Eep juga memberikan bocoran agar Anies dapat berhasil pada pengendalian oligarki ini, salah satunya adalah Anies dapat menjadi pioneer atau orang pertama. “Kalau Anies mau berhasil maka Anies bisa menjadi pioneer, orang pertama di Indonesia yang pertama kalinya di Indonesia ada UU pendanaan politik.


Ucapan Eep ini menandaskan bahwa selama ini pemilu dalam kendali oligarki, jika Anies mampu keluar dari jeratan itu, maka dia orang pertama di Indonesia. Wah ngeri juga ya, berarti benar bahwa pemilu demokrasi itu dari oligarki, oleh oligarki dan untuk oligarki, bukan untuk rakyat.

 

Robert Mitchel dalam bukunya “Political Parties, a Sociological Study of the Oligarchical Tendencies of Modern Democracy” menyebutkan kemunculan oligarki merupakan konsekuensi dari proses yang terjadi dalam suatu organisasi, termasuk partai politik. Makin besar organisasi atau partai politik tersebut, kecendrungan mengarah kepada oligarki tidak dapat dihindarkan. Kecendrungan ini disebut Michel sebagai oligarki demokrasi.

Yang pada akhirnya, perselingkuhan antara pengusaha dan penguasa ini akan melahirkan hukum besi oligarki, dimana kepentingan sekelompok orang (minoritas), tidak mewakili kepentingan orang banyak (mayoritas). Seperti lingkaran setan, relasi antara demokrasi dan oligarki yang senyatanya telah menjadi malapetakan peradaban modern tanpa pernah ada ujungnya.


Istilah lingkaran setan adalah keadaan atau masalah yang seolah-olah tidak berujung pangkal, sulit dicari penyelesaiannya; proses atau lingkaran tidak berujung pangkal. Kapitalis sekuler sebagai metode operasional demokrasi telah menyebabkan kerusakan dan kehancuran ekonomi dunia bahkan Indonesia. Akibatnya, krisis globalpun terjadi dan berbarengan dengan pandemi yang telah menyengsarakan umat manusia di dunia abad ini. Penerapan demokrasi liberal tidak pernah memberikan harapan, kecuali kehancuran yang tak berujung.
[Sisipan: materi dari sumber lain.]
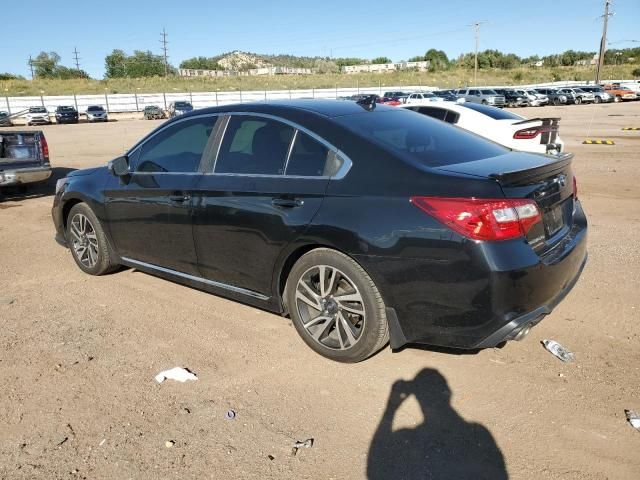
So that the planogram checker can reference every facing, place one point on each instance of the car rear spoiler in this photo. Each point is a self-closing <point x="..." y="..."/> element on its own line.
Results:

Krisis fiskal negara dunia ketiga yang tersandera bayang-bayang gagal bayar akibat “debt trap” sistem rusak ini. John Perkins membuka mata dunia lewat buku yang berjudul Confession of an Economic Hit Man (2005). Bagaimana dia menelanjangi rahasia pemerintah AS yang berani membayar tinggi orang-orang seperti Perkins, untuk membuat negara-negara kaya sumber daya alam (SDA) agar mendapat utang luar negeri sebayak-banyaknya. Sampai negara tersebut tidak mungkin lagi dapat membayar utangnya, kecuali dengan menguras seluruh SDA yang dimilikinya.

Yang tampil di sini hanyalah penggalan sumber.